Whoever coined the expression “Sunday is the day of rest” was either a man or just plain crazy.

I slept in until 8:30 a.m. (oh noes! as my oldest would say), then got up and started breakfast, a nice skillet scramble with potatoes, onion, green and red bell pepper, bulk sausage and scrambled eggs. While that cooked, I boiled up the two pounds of Great Northern beans I’d soaked overnight, started a loaf of bread in the bread machine and mixed up the dough for a batch of chocolate chip cookies.

By the time the beans were done, the bread was rising, the cookies were mixed and breakfast was ready. We heated up a few corn tortillas in the microwave and got out the peach salsa and ate.

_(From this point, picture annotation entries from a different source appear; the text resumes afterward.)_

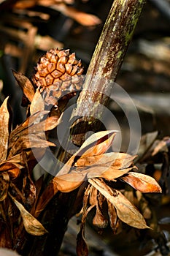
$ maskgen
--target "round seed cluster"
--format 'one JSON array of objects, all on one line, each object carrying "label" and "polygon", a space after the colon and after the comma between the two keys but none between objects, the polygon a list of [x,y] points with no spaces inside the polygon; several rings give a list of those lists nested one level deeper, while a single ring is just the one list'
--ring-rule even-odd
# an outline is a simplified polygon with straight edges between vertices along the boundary
[{"label": "round seed cluster", "polygon": [[82,87],[82,63],[69,50],[50,50],[40,58],[36,71],[34,83],[42,90],[51,89],[54,97],[60,97],[63,91],[72,92]]}]

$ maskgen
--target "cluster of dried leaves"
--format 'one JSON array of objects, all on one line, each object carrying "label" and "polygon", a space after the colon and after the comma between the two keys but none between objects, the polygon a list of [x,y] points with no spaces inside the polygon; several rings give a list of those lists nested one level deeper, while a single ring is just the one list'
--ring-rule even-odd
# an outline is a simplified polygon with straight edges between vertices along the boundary
[{"label": "cluster of dried leaves", "polygon": [[34,181],[32,171],[47,148],[55,146],[47,139],[45,132],[60,123],[61,112],[47,110],[39,88],[35,91],[26,77],[17,72],[14,75],[30,105],[28,117],[13,130],[8,98],[0,108],[0,246],[17,246],[24,236],[23,227],[31,235],[46,233],[47,231],[36,218],[49,201],[58,191],[69,192],[86,183],[80,211],[82,217],[77,236],[77,255],[88,254],[84,232],[87,215],[92,208],[96,208],[93,223],[99,228],[107,227],[109,222],[116,233],[121,221],[139,229],[149,227],[142,214],[123,191],[115,188],[115,184],[120,181],[139,192],[161,192],[161,188],[153,178],[133,171],[136,156],[107,153],[115,131],[99,132],[88,138],[41,190],[43,177]]}]

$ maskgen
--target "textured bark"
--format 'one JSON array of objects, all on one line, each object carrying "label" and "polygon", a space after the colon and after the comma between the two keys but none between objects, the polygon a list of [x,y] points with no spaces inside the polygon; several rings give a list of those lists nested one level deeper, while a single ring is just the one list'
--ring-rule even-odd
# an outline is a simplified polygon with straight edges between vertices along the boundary
[{"label": "textured bark", "polygon": [[77,116],[72,125],[73,141],[77,145],[83,142],[83,133],[100,129],[104,106],[109,102],[144,4],[144,0],[114,1],[89,65],[77,108],[72,114],[74,119]]},{"label": "textured bark", "polygon": [[[96,119],[101,117],[102,106],[107,105],[112,89],[113,83],[108,80],[115,81],[117,77],[144,4],[144,0],[114,1],[88,69],[89,76],[72,116],[79,117],[72,132],[77,145],[83,142],[85,132],[98,129]],[[29,237],[29,242],[22,249],[23,255],[46,256],[58,253],[77,192],[56,195],[40,218],[49,233],[41,238]]]}]

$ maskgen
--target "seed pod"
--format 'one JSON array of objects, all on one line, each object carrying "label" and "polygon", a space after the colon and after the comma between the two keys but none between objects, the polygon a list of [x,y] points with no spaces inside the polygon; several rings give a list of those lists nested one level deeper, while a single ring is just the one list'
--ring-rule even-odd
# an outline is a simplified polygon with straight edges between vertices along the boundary
[{"label": "seed pod", "polygon": [[80,89],[83,82],[81,61],[69,50],[50,50],[39,59],[35,69],[35,86],[41,91],[51,90],[55,97]]}]

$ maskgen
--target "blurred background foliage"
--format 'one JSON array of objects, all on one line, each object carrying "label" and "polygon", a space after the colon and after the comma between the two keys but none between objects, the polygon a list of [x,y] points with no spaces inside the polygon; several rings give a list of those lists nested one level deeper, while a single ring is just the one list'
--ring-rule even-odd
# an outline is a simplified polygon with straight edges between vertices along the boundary
[{"label": "blurred background foliage", "polygon": [[[10,96],[14,127],[24,120],[26,114],[20,105],[22,92],[11,69],[31,77],[39,56],[52,48],[58,48],[75,52],[77,58],[82,60],[85,73],[112,4],[112,0],[0,0],[0,101]],[[142,134],[147,133],[150,138],[148,132],[158,131],[161,141],[170,134],[169,22],[169,0],[147,1],[117,79],[117,83],[134,100]],[[126,134],[127,120],[122,110],[112,102],[109,109]],[[169,159],[167,145],[166,157]],[[165,160],[161,158],[156,161],[161,162],[162,168]],[[147,165],[152,165],[152,162],[150,159]],[[166,165],[169,173],[169,160]],[[156,178],[159,180],[159,172]],[[168,241],[169,202],[169,192],[166,189],[161,210],[158,212],[158,218],[169,218],[162,224],[167,226],[162,230],[166,230],[163,232]],[[70,223],[61,256],[75,255],[77,226],[75,222]],[[121,236],[115,236],[107,230],[103,238],[88,227],[91,255],[144,255],[148,252],[150,255],[160,255],[160,252],[155,252],[156,248],[162,255],[169,255],[161,238],[155,244],[157,238],[153,241],[149,232],[128,227]]]}]

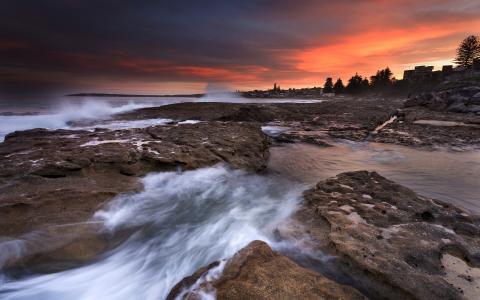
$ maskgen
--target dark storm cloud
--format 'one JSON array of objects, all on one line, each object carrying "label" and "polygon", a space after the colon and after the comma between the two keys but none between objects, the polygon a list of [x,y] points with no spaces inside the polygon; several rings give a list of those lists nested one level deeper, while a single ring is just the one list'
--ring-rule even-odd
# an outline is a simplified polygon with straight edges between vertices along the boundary
[{"label": "dark storm cloud", "polygon": [[479,12],[466,0],[7,0],[0,88],[301,79],[318,75],[298,68],[304,49],[378,28],[475,21]]}]

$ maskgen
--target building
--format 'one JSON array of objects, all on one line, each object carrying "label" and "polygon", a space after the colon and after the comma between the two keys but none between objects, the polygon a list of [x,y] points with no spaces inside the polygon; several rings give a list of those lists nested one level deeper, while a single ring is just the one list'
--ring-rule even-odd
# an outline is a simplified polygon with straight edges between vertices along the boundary
[{"label": "building", "polygon": [[443,66],[442,70],[433,71],[433,66],[416,66],[413,70],[405,70],[403,79],[411,82],[424,80],[441,80],[453,73],[453,66]]}]

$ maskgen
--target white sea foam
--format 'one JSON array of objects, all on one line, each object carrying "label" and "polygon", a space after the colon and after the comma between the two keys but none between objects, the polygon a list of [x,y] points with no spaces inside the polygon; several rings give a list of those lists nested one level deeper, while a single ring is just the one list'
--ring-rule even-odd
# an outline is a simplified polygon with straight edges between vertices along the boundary
[{"label": "white sea foam", "polygon": [[130,102],[113,106],[105,101],[86,101],[78,105],[63,105],[57,111],[40,115],[0,116],[0,141],[5,135],[18,130],[32,128],[60,129],[69,128],[68,123],[80,120],[96,120],[108,118],[111,115],[149,106]]},{"label": "white sea foam", "polygon": [[150,174],[143,183],[143,192],[116,198],[94,217],[111,234],[134,230],[123,245],[81,268],[3,279],[0,298],[164,299],[199,267],[256,239],[273,243],[302,189],[224,166]]}]

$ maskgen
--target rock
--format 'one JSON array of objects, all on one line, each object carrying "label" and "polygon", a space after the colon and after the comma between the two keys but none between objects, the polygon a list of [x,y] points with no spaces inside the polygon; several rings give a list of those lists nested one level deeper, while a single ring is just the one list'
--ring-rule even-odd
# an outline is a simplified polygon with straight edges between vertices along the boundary
[{"label": "rock", "polygon": [[139,191],[140,176],[217,163],[260,171],[267,159],[268,138],[254,124],[14,132],[0,143],[0,237],[28,241],[32,231],[51,235],[64,243],[45,248],[50,254],[35,250],[23,258],[85,261],[105,249],[97,242],[103,237],[94,230],[65,237],[54,229],[87,221],[116,195]]},{"label": "rock", "polygon": [[[261,241],[237,252],[218,278],[202,278],[216,265],[202,268],[178,283],[167,299],[200,299],[202,294],[213,293],[218,299],[366,299],[351,287],[298,266]],[[200,283],[201,278],[204,281]],[[182,288],[188,289],[195,282],[200,283],[197,288],[181,293]]]},{"label": "rock", "polygon": [[456,113],[467,113],[469,108],[465,105],[465,102],[455,102],[448,107],[448,111]]},{"label": "rock", "polygon": [[368,297],[464,299],[441,259],[453,255],[480,267],[479,217],[367,171],[319,182],[304,197],[294,216],[301,235],[312,251],[338,256],[338,268]]},{"label": "rock", "polygon": [[470,100],[468,100],[468,104],[480,104],[480,93],[477,93],[470,98]]}]

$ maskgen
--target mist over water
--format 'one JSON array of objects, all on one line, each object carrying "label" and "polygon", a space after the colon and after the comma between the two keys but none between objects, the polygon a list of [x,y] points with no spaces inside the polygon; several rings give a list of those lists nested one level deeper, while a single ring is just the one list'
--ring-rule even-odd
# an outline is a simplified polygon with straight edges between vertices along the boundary
[{"label": "mist over water", "polygon": [[105,101],[94,100],[81,103],[70,102],[59,105],[58,108],[53,108],[50,111],[41,114],[13,114],[0,116],[0,141],[3,141],[5,135],[13,131],[32,128],[69,128],[68,123],[72,121],[108,118],[114,114],[148,106],[147,104],[134,102],[112,105]]},{"label": "mist over water", "polygon": [[273,231],[296,208],[303,187],[225,166],[154,173],[144,191],[95,214],[114,235],[134,233],[99,261],[0,285],[1,299],[164,299],[185,276],[231,257]]},{"label": "mist over water", "polygon": [[[1,100],[1,99],[0,99]],[[43,101],[43,102],[42,102]],[[195,97],[63,97],[51,101],[30,101],[19,105],[17,102],[0,101],[0,142],[8,133],[33,128],[45,129],[125,129],[164,125],[172,120],[150,119],[115,121],[109,119],[115,114],[139,108],[162,106],[183,102],[225,102],[225,103],[312,103],[323,100],[302,99],[249,99],[233,93],[224,87],[209,88],[205,96]],[[94,126],[71,127],[75,121],[103,121]]]}]

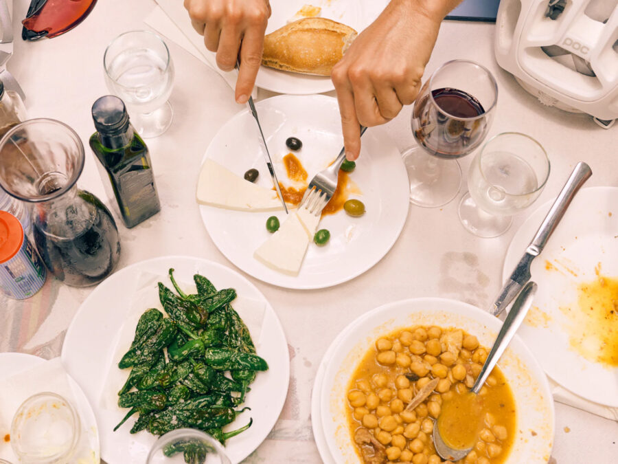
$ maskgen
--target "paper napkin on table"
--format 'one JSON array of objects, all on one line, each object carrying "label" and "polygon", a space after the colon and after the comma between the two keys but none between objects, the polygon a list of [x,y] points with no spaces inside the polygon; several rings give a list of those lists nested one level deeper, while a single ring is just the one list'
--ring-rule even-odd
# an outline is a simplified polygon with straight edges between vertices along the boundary
[{"label": "paper napkin on table", "polygon": [[[3,437],[9,434],[13,416],[24,401],[43,392],[56,393],[69,401],[80,416],[82,433],[71,462],[98,464],[98,431],[94,425],[94,417],[89,410],[87,400],[81,392],[76,391],[78,388],[75,381],[69,377],[59,357],[0,380],[0,434]],[[12,463],[19,462],[10,443],[4,440],[0,441],[0,458]]]},{"label": "paper napkin on table", "polygon": [[551,394],[553,396],[554,401],[591,412],[606,419],[618,421],[618,408],[610,408],[610,406],[606,406],[584,399],[582,397],[558,385],[551,379],[548,377],[547,379],[549,381],[549,388],[551,389]]}]

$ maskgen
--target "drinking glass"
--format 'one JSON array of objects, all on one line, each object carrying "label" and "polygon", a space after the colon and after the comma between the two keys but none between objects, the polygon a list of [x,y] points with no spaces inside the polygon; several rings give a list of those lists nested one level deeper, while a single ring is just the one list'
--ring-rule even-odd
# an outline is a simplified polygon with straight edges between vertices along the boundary
[{"label": "drinking glass", "polygon": [[174,115],[168,101],[174,66],[163,39],[148,31],[121,34],[107,46],[103,65],[107,88],[124,101],[139,135],[163,133]]},{"label": "drinking glass", "polygon": [[457,196],[461,185],[457,158],[485,139],[497,99],[494,76],[474,61],[448,61],[433,72],[412,109],[412,133],[418,144],[402,154],[411,203],[436,208]]},{"label": "drinking glass", "polygon": [[468,173],[468,192],[459,201],[459,219],[480,237],[506,232],[512,215],[538,198],[549,177],[549,159],[531,137],[505,132],[490,139]]},{"label": "drinking glass", "polygon": [[201,430],[180,428],[161,435],[146,464],[231,464],[223,447]]}]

Well, we, the adults, ate – I made Nick scrambled eggs and oatmeal, rotten picky little thing he is (he tried to sneak in a glass of Mountain Dew with this repast – mean old Mom made him drink milk instead).

I let everyone else clean up while I got out three cookie sheets and dropped 3 dozen chocolate chip cookies and put them in the oven to bake. Then I turned around and whipped together some oatmeal cookie dough – by the time the chocolate chip cookies (which spread too much – time to find a new recipe) were done, I was ready to bake 3 dozen oatmeal cookies.

While the oatmeal cookies baked, I dumped the cooked, drained beans in my cast iron dutch oven with some boiling water, salt, mustard, brown sugar, ketchup and a couple of squirts of Worcestershire sauce. Once the oatmeal cookies were done, the oven temp went down to 325 degrees and in went the beans. All of the cookies were cooled on wire racks and stuffed into my two cookie jars. By this time the bread was done, so out of the machine it came to cool on one of the wire racks.

I then realized it was 1 p.m. and I hadn’t even had a shower. And I was tired and my feet hurt.